Forgive me, I'm coming off a 10-day stint of nonstop on-campus immersion. But I am in a literary state of mind and thinking in general about some of my favorite authors.
Jane Austen. Some love her, others hate her. Some adore swooning to film adaptations depicting handsome men and beautiful women finding their happy ending. Others think it's all drivel and pre-chick-lit. Fluffy, these people (often dudes) say! Completely trivial novels about marriage-obsessed women. Why bother reading this shit, when there's important Literature (with a capital "L") to read! This Literature, not incidentally, will very likely be written by men.
The thing, however, is that Austen wrote some exceedingly clever books exposing the hypocrisies and injustice of her society. All of these happy frothy weddings and marriage-obsessed ladies? Note, if you will, that if you were a lady of a certain station living at that time, it really wasn't an option to forge your own career path. A Jane Austen could become a governess, if she were very lucky.
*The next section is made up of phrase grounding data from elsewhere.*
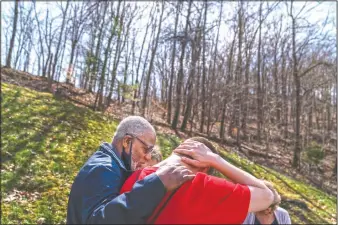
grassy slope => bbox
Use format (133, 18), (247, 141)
(1, 82), (336, 224)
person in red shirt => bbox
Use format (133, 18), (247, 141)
(120, 137), (274, 224)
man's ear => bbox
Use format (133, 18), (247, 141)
(122, 136), (131, 148)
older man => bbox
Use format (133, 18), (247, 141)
(66, 116), (195, 224)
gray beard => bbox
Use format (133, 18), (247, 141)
(131, 159), (137, 171)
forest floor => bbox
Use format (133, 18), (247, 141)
(1, 67), (337, 224)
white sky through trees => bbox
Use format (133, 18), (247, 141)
(1, 1), (336, 87)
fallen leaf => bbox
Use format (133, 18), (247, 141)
(37, 217), (46, 225)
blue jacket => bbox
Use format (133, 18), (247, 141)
(66, 142), (166, 224)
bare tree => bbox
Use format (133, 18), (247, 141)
(131, 4), (155, 114)
(5, 0), (19, 68)
(199, 0), (208, 133)
(94, 1), (121, 110)
(141, 1), (165, 116)
(171, 0), (192, 129)
(88, 2), (107, 93)
(167, 1), (180, 124)
(66, 2), (93, 84)
(51, 0), (70, 82)
(181, 8), (203, 131)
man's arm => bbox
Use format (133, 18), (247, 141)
(211, 156), (274, 212)
(87, 164), (195, 224)
(88, 173), (166, 224)
(174, 141), (274, 212)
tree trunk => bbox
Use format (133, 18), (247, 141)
(308, 92), (313, 132)
(291, 2), (301, 169)
(34, 3), (45, 76)
(47, 53), (53, 90)
(181, 31), (201, 131)
(282, 42), (288, 139)
(56, 27), (68, 83)
(200, 0), (208, 133)
(51, 0), (70, 81)
(224, 30), (237, 139)
(241, 44), (252, 138)
(234, 2), (244, 148)
(66, 40), (77, 84)
(14, 4), (25, 70)
(89, 3), (107, 93)
(44, 9), (53, 79)
(96, 2), (121, 110)
(273, 34), (280, 125)
(107, 6), (128, 106)
(326, 84), (332, 132)
(137, 34), (153, 107)
(141, 2), (165, 116)
(206, 2), (222, 136)
(131, 6), (154, 114)
(171, 0), (192, 129)
(122, 36), (134, 104)
(6, 0), (19, 68)
(167, 2), (180, 124)
(256, 2), (263, 143)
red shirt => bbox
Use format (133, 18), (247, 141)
(120, 167), (250, 224)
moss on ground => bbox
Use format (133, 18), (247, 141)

Or she could hope her male relatives or kind friends were generous in supporting her, her like-wise unmarried sister, and their mother (as was the case). Or, she could marry an appropriate man, of suitable birth and some means. Marriage, very frequently, was a matter of economic survival.
Through the lens of Pride and Prejudice, you could say that Elizabeth's exceedingly silly and vapid mother is the only one with some apprehension of consequence and a semblance of a plan. Mr. Bennet, amiable as he is, doesn't really see the totality of his mistakes and squandered opportunities until Lydia runs away. (Thus endangering the family's reputation and threatening the other four girls' chances of getting married--how are they supposed to live, exactly, when their father dies?)
Austen is enjoyable and fun to read, but no one should miss that she knew the stakes for the women she wrote about.